Lessons for people building agents
- Retrieved beats generated — but your agent doesn’t believe that. The deepest failure here is an agent overriding a fact it had retrieved with a guess it generated. If your RAG/research agent ever “improves” on a document it just pulled, this is that bug, isolated.
- For comprehension, topology is a lever orthogonal to model size. The same model that falls for the decoy trap stops falling for it when you give a dedicated agent one job — falsify hypotheses — and keep the exploration mechanics out of its context. A bigger model can also get there (Claude Fable 5 did) — but the role-split fixed models that fail solo, and did it with a weaker model in the reasoning seat. That’s the planner/executor pattern, with a sharp, measurable reason it works here: doing the investigation instills a pull toward the obvious reading; an agent that only reasons — and never investigates — doesn’t pick it up. (And it isn’t merely a clean-context trick: a single agent with clean context that still explores falls anyway.)
- Bottlenecks are layered. Fixing comprehension surfaced an exploration-coverage problem you couldn’t see before. Expect to find the next wall behind the one you just removed.
- Watch your judge, and your
grep. The flashy failure modes are real, but a noisy LLM grader and an accent-sensitive search quietly moved more points than anything else. Rigor is the product.
What’s next
- Replicate the comprehension result on a different case (kill the single-case caveat).

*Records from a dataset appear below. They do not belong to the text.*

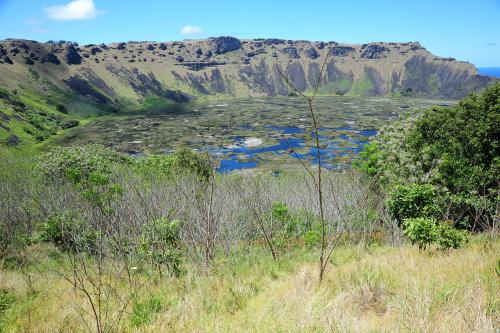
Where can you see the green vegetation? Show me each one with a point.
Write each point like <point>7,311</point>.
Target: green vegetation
<point>100,241</point>
<point>442,164</point>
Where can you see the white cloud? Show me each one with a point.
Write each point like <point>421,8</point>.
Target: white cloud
<point>190,30</point>
<point>74,10</point>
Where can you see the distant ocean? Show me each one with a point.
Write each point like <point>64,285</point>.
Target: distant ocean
<point>490,71</point>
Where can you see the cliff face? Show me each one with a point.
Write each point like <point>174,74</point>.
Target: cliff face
<point>132,71</point>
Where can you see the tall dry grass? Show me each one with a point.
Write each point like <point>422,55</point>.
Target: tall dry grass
<point>366,289</point>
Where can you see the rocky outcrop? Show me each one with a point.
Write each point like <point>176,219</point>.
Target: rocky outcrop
<point>374,51</point>
<point>291,52</point>
<point>341,51</point>
<point>311,53</point>
<point>72,56</point>
<point>225,44</point>
<point>52,58</point>
<point>232,67</point>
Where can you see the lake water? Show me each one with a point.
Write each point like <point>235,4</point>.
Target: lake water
<point>272,133</point>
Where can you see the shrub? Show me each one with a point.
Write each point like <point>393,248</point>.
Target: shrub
<point>449,237</point>
<point>426,231</point>
<point>411,201</point>
<point>160,245</point>
<point>7,298</point>
<point>78,162</point>
<point>369,158</point>
<point>184,161</point>
<point>421,231</point>
<point>456,149</point>
<point>68,233</point>
<point>142,311</point>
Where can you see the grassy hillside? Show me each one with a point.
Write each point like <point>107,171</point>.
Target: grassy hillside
<point>368,289</point>
<point>48,87</point>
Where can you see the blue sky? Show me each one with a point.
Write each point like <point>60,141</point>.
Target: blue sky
<point>466,30</point>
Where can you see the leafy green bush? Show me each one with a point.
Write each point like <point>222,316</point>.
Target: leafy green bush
<point>184,161</point>
<point>421,231</point>
<point>426,231</point>
<point>369,158</point>
<point>160,245</point>
<point>455,149</point>
<point>142,312</point>
<point>312,238</point>
<point>68,233</point>
<point>7,298</point>
<point>411,201</point>
<point>78,162</point>
<point>450,237</point>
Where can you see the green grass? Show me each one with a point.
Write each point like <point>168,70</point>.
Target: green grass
<point>368,288</point>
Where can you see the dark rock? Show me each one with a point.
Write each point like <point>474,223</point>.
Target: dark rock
<point>374,51</point>
<point>72,56</point>
<point>226,44</point>
<point>95,50</point>
<point>216,81</point>
<point>297,76</point>
<point>197,66</point>
<point>378,83</point>
<point>61,108</point>
<point>178,96</point>
<point>52,58</point>
<point>312,53</point>
<point>13,140</point>
<point>197,83</point>
<point>274,41</point>
<point>341,51</point>
<point>291,52</point>
<point>23,46</point>
<point>256,52</point>
<point>70,124</point>
<point>82,86</point>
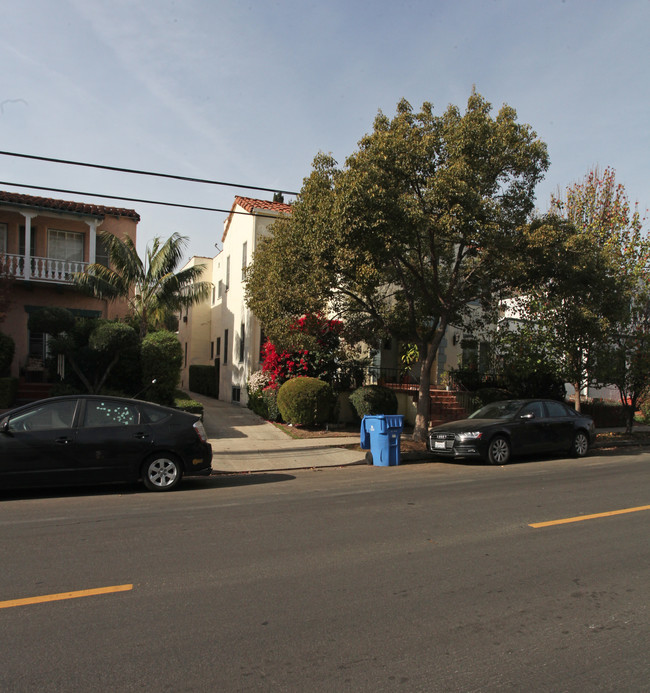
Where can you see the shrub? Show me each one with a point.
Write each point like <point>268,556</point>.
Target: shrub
<point>605,413</point>
<point>203,379</point>
<point>373,399</point>
<point>306,401</point>
<point>270,401</point>
<point>644,406</point>
<point>162,357</point>
<point>7,349</point>
<point>8,390</point>
<point>183,401</point>
<point>257,402</point>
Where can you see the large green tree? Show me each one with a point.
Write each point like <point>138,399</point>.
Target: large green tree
<point>589,255</point>
<point>422,220</point>
<point>625,359</point>
<point>154,287</point>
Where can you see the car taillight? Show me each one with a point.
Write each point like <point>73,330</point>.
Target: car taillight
<point>200,431</point>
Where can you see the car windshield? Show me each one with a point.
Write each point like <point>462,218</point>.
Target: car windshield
<point>497,410</point>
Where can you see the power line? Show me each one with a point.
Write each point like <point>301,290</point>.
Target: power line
<point>144,173</point>
<point>132,199</point>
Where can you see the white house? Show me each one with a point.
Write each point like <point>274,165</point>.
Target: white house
<point>224,332</point>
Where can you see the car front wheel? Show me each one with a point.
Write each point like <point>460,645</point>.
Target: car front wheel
<point>162,472</point>
<point>499,451</point>
<point>580,444</point>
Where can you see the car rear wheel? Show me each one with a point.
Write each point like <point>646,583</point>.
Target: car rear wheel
<point>580,444</point>
<point>162,472</point>
<point>499,451</point>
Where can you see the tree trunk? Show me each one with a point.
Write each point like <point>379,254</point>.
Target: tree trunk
<point>424,395</point>
<point>576,387</point>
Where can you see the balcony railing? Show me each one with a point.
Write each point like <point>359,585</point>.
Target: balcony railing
<point>41,269</point>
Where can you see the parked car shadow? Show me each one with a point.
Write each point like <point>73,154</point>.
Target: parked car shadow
<point>190,483</point>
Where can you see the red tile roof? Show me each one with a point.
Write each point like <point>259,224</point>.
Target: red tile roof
<point>48,204</point>
<point>253,206</point>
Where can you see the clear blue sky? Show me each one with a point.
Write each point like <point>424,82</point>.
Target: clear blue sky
<point>249,92</point>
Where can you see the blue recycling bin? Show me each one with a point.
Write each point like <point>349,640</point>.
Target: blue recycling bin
<point>381,434</point>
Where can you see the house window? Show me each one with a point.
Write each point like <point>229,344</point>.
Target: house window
<point>101,252</point>
<point>65,245</point>
<point>32,241</point>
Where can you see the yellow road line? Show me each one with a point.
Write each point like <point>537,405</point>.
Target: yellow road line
<point>580,518</point>
<point>65,595</point>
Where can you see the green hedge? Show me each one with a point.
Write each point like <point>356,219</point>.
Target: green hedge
<point>605,414</point>
<point>203,380</point>
<point>8,390</point>
<point>305,401</point>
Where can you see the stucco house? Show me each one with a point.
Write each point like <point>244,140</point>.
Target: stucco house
<point>235,335</point>
<point>43,242</point>
<point>225,333</point>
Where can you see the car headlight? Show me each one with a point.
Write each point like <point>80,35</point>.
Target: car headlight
<point>469,435</point>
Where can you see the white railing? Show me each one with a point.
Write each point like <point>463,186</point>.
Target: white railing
<point>42,269</point>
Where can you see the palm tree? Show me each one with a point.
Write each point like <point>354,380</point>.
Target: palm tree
<point>153,288</point>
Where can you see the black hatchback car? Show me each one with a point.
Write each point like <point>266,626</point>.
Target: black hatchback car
<point>87,439</point>
<point>500,430</point>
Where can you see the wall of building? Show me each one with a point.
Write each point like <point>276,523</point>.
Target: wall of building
<point>195,327</point>
<point>28,295</point>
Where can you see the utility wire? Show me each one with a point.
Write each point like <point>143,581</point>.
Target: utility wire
<point>143,173</point>
<point>133,199</point>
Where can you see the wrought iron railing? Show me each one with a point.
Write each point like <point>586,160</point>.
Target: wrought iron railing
<point>42,268</point>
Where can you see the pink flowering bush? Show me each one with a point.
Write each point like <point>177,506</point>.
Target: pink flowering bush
<point>319,361</point>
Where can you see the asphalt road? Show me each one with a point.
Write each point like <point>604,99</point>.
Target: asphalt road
<point>426,577</point>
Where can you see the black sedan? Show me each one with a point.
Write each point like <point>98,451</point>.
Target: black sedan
<point>500,430</point>
<point>87,439</point>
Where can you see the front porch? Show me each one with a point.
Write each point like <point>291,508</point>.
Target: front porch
<point>41,269</point>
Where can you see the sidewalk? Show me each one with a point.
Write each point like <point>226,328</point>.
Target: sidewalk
<point>243,442</point>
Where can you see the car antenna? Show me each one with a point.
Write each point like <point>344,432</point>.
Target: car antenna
<point>145,388</point>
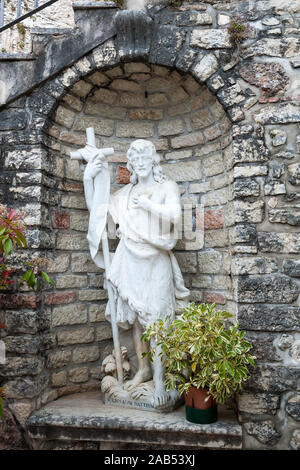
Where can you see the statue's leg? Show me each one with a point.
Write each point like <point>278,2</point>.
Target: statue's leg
<point>144,372</point>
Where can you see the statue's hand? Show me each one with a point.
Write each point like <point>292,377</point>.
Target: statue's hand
<point>94,167</point>
<point>142,202</point>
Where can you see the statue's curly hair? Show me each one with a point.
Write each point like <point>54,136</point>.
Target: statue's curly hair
<point>138,146</point>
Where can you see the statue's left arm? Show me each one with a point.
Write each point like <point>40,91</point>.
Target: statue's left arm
<point>170,210</point>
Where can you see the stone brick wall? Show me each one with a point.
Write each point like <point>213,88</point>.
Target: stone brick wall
<point>250,187</point>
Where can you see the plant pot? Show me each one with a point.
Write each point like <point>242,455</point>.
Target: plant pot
<point>198,410</point>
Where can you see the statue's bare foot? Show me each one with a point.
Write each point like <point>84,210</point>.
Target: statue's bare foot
<point>163,399</point>
<point>141,376</point>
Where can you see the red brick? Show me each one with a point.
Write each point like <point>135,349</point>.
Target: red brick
<point>123,175</point>
<point>61,219</point>
<point>214,297</point>
<point>213,219</point>
<point>60,298</point>
<point>18,301</point>
<point>74,187</point>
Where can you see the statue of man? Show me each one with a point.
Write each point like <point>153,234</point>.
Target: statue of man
<point>144,273</point>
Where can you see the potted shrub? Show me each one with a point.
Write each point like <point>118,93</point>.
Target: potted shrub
<point>205,358</point>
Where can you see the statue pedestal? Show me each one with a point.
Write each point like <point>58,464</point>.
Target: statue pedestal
<point>140,398</point>
<point>83,421</point>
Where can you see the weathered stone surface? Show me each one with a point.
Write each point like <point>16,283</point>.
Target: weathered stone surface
<point>246,187</point>
<point>86,354</point>
<point>103,331</point>
<point>269,77</point>
<point>135,129</point>
<point>268,288</point>
<point>231,95</point>
<point>273,187</point>
<point>293,407</point>
<point>274,379</point>
<point>183,171</point>
<point>253,265</point>
<point>22,344</point>
<point>289,216</point>
<point>249,150</point>
<point>204,67</point>
<point>294,173</point>
<point>22,365</point>
<point>291,267</point>
<point>295,440</point>
<point>192,18</point>
<point>59,359</point>
<point>249,211</point>
<point>187,140</point>
<point>209,262</point>
<point>173,127</point>
<point>269,317</point>
<point>279,114</point>
<point>264,431</point>
<point>97,312</point>
<point>102,126</point>
<point>258,403</point>
<point>210,38</point>
<point>69,315</point>
<point>105,55</point>
<point>278,242</point>
<point>59,379</point>
<point>10,435</point>
<point>165,48</point>
<point>79,374</point>
<point>263,346</point>
<point>74,336</point>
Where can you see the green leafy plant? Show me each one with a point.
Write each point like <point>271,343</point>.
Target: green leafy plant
<point>12,237</point>
<point>200,351</point>
<point>238,31</point>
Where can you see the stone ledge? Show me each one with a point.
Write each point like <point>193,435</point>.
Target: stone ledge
<point>89,5</point>
<point>84,417</point>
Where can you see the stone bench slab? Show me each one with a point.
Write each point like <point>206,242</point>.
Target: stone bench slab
<point>84,417</point>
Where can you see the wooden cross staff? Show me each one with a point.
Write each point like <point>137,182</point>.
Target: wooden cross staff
<point>88,153</point>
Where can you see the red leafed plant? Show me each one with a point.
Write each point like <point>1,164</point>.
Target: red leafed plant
<point>12,237</point>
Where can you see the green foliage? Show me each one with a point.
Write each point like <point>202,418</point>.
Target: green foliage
<point>12,237</point>
<point>238,31</point>
<point>199,350</point>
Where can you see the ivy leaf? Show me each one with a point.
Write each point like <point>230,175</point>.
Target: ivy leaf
<point>8,246</point>
<point>47,278</point>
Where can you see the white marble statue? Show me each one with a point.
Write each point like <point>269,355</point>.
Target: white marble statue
<point>144,274</point>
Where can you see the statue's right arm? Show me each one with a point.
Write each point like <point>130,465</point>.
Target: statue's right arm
<point>92,169</point>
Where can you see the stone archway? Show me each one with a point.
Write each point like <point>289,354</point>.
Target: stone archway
<point>191,132</point>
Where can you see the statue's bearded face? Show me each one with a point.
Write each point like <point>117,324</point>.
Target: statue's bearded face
<point>141,160</point>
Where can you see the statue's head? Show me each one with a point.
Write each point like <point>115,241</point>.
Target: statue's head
<point>142,159</point>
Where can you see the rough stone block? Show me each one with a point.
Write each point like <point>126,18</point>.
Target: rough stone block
<point>267,288</point>
<point>204,67</point>
<point>103,127</point>
<point>135,129</point>
<point>183,171</point>
<point>210,38</point>
<point>278,242</point>
<point>75,336</point>
<point>74,314</point>
<point>291,267</point>
<point>79,374</point>
<point>187,140</point>
<point>86,354</point>
<point>209,262</point>
<point>59,359</point>
<point>187,262</point>
<point>173,127</point>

- A “naming-completeness” pass so the duo stops leaving named-but-unidentified actors on the table.
- Longer-horizon cases, a red-team of the isolation, and non-Anthropic models in the same harness.
The setup is a board game. The findings aren’t about board games — they’re about the two ways agents fail at thinking, and the surprising news that the harder one might be something you can wire around. None of us made that turn at dinner. What still surprises me is that the agent that finally did wasn’t the smartest one at the table — it was the one I’d walled off from the hunt entirely, and left with nothing to do but think.
A note on models: I used Anthropic’s models throughout — as examples, and for practicality, because they gave me a clean capability ladder to vary, topped by Claude Fable 5 (the strongest player here). Anthropic temporarily disabled Claude Fable 5 on June 12; I’d gotten only three runs with it by then, which is why every Claude Fable 5 result here rests on at most three playthroughs. The findings are about agent topology, not any one vendor or model; the same harness would run others.
A note on the game: the case comes from Sherlock Holmes Consulting Detective: Baker Street Irregulars, published by Space Cowboys. It’s a commercial product, so I paraphrase its case material rather than reproduce it, and quote only the agents’ own reasoning. The publisher’s cover art appears only as this page’s link-preview image — shown for identification and commentary, © Space Cowboys, and not covered by this site’s CC BY license.